Her aunt always sat in a high armchair of faded blue tapestry, embroidered in gold, with the family arms on a background of fleur-de-lys, and her pale, beautiful face, as it bent over the lace altar cloth, made little Odette think of angels and Holy Saints.

Odette had always seen her aunt thus, bending over an altar cloth for [4] God, so whenever she thought of Madame d’Antrevernes it was with a peculiar reverence that almost approached to awe.

One evening, when little Odette lay awake in her deep four-posted bed, watching the firelight dance upon the strange tapestry figures that covered the walls, she heard Fortune, her old nurse, talking to one of the servants. She caught her aunt’s name, then her own, and without realizing that she was doing wrong, she listened to what Fortune said.

She did not really understand what she heard, for she was watching the firelight as it shone upon a tall faded-looking lady in blue, who was regarding with outstretched arms the sky which was full of angels. All about the lady, in a field of red and white flowers, lay sleeping sheep. Her aunt had once told her that the faded-looking lady, whom Odette had imagined to be [5] the Lady Virgin herself, was Joan of Arc receiving the message from heaven to deliver France.
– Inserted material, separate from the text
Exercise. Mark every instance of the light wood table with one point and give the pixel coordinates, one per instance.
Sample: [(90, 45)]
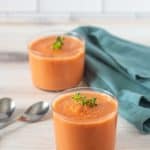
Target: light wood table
[(15, 82)]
So as Odette watched the firelight dancing upon the faded tapestry, she listened, without knowing that she was listening to the voice of Fortune, who, in the next room, sat gossiping with another servant.

“She never seems able to forget him,” she heard Fortune say. “Ever since the day that Monsieur le Marquis killed Monsieur d’Antrevernes in a duel, Madame has never recovered.”

“She had scarcely been married a month, sweet soul, when her husband was brought home to her dead . . . and so beautiful he looked as he lay in the great hall, his eyes wide-open and smiling, just as if her were still alive. . . . Madame la Comtesse was in the rose garden at the time with Monsieur le Curé — no one knew where she was, and when suddenly she entered the [6] hall, her hands all full of summer roses, and saw her husband lying dead before her, she gave a terrible cry and fainted straight away. . . . For days after she hung between life and death, and then, when she at last got well again, she always seemed to be thinking of him, always seemed to be living in the past. Sometimes she would sit for hours in the garden staring in front of her, and smiling and talking to herself so that I used to feel afraid. Then a few years later, when the father and mother of the little Odette were drowned on their way back from India, Madame seemed to wake up from her long dream, as it were, and went to Paris to fetch Mademoiselle Odette from the convent of the Holy Dove.

Picture by Albert Buhrer, a man lying in a bed, with his arm falling out to the side, a cherub kneeling by the side with its arms around its eyes, and a lady in a Georgian gown looking up to heaven, walking away, accompanied by a skeleton, with a wooden staff and an overcoat.

THE NURSE’ STORY

Little Odette had fallen sleep berced by the lullaby of the old servant’s voice, and when next morning the risen sun shone in a shower of gold through the diamond-paned windows of her room, [7] and all the birds in the garden below were rejoicing amidst the trees, little Odette had forgotten the conversation she had overheard the previous night as she lay awake watching the firelight dancing upon the faded blue gown of the Maid of France.